Personal information
- Born: March 23, 1974 (age 52) Pearl, Mississippi, U.S.
- Listed height: 6 ft 4 in (1.93 m)
- Listed weight: 190 lb (86 kg)

Career information
- High school: Pearl (Pearl, Mississippi)
- College: Alabama (1993–1997)
- NBA draft: 1997: 2nd round, 46th overall pick
- Drafted by: Orlando Magic
- Playing career: 1997–2010
- Position: Shooting guard
- Number: 14, 20

Career history
- 1997–1999: Denver Nuggets
- 1999–2000: Dafni Athens
- 2000–2002: Vip / Crabs Rimini
- 2003–2004: Hapoel Jerusalem
- 2005–2006: Idaho Stampede
- 2006–2008: Tampereen Pyrintö
- 2008–2009: Kauhajoen Karhu
- 2009–2010: KTP-Basket
- 2010: Nürnberger BC

Career highlights
- 2× Second-team All-SEC (1996, 1997);
- Stats at NBA.com
- Stats at Basketball Reference

= Eric Washington (basketball) =

American basketball player (born 1974)

Eric Maurice Washington (born March 23, 1974) is an American former National Basketball Association (NBA) player.

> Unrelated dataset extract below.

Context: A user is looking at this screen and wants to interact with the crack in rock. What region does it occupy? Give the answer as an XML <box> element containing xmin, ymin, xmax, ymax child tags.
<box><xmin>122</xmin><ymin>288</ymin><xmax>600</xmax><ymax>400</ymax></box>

Washington attended the University of Alabama, where he scored 1,532 points, grabbed 557 rebounds, and made 262 three-point field goals. He was selected in the 1997 NBA draft as the 46th overall pick by the Orlando Magic, and appeared for the Denver Nuggets during two seasons, from 1997 to 1999.

He also played professionally in Italy, Israel, China, Finland, and for the Idaho Stampede of the CBA. In 2010, he signed with Nürnberger BC in Germany.